Move file existence checks into field validators

nipype / pydra

Pydra Dataflow Engine

https://nipype.github.io/pydra/

Other

119 stars 57 forks source link

Move file existence checks into field validators #649

Open effigies opened 1 year ago

effigies commented 1 year ago

Right now we have a weird special case for files and directories:

https://github.com/nipype/pydra/blob/426564eca3efa7d840fdca33bdbef6a1c88e2ffc/pydra/engine/specs.py#L211-L235

These would make more sense as validators on the fields themselves, rather than special-casing inside Pydra, as right now we are only capable of handling File/Directory and list of File/Directory.

To avoid losing functionality, we could improve the @pydra.mark.task decorator to convert Paths into fields with an existence check. And @tclose's cmd_arg suggestion could probably help out by making these implicit, as well.

tclose commented 1 year ago

If the file and directory classes inside fileformats are adopted by convention then this functionality is covered (+ magic number checking) when the objects are instantiated.

To avoid losing functionality, we could improve the @pydra.mark.task decorator to convert Paths into fields with an existence check.

I didn't quite follow this, what is a "field" in this case. As I think we discussed with @djarecka and @ghisvail on another thread, to work nicely with fileformats, paths need to be somehow "cast" to the expected fileformat class. Not sure if this is related to what you are suggesting

djarecka commented 1 year ago

@effigies - I don't fully follow, what do you mean be "convert Paths into fields"?

As for the validation, I think at the beginning we assumed that we want to distinguish between output file that would be a string in the input/output_spec and an existing input file that has a type of File (or Directory). I think nipype there is exist=True for this?

effigies commented 1 year ago

Yeah, I'm not positive what words everyone uses. I'm pretty sure in_file: Path = attr.field() is a thing we can do in an input spec, and when we make functions, we would just do def f(in_file: Path) and let @task do the work of converting the function signature to an input spec. If we stop special-casing File/Directory and doing existence checks in BaseSpec, then when we do the conversions, the attr.field() object that we create would need to be given a validator.

Not sure if this is clear...

tclose commented 1 year ago

Sorry, still not 100% clear to me (but I'm struggling after an interrupted night's sleep).

I like the idea of pydra.mark.task creating an attrs class with attrs.fields for the input spec if it doesn't already (and that is what you are suggesting).

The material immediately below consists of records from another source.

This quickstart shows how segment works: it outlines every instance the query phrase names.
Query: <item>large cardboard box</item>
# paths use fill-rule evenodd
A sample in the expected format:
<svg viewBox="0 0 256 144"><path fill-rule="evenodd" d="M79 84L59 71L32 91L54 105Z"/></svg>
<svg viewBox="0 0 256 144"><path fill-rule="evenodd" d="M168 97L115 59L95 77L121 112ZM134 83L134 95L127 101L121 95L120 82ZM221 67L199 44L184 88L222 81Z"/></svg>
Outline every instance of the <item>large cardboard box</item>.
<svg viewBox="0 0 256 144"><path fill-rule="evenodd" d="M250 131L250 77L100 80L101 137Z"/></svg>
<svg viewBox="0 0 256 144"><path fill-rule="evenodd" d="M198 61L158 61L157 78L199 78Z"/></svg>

However, if you use a fileformats class then existence+format validation will occur before the object is passed to a the input field (on initialisation of the File/Directory object) and validation in the input spec wouldn't be necessary. The only issue would be output/downstream-input validation, but this could be handled by casting the outputs generated by output_file_template and similar to the explicitly defined output types, which would trigger validation at that point.

ghisvail commented 1 year ago

The only issue would be output/downstream-input validation, but this could be handled by casting the outputs generated by output_file_template and similar to the explicitly defined output types, which would trigger validation at that point.

On that note, it still bothers me that a field with output_file_template must be of type string. It is not any string, it's a pathlike string representing a future file.

Under click or typer, this would be declared as a click.Path(exists=False, file_okay=True, dir_okay=False, ...) or a click.File(lazy=True).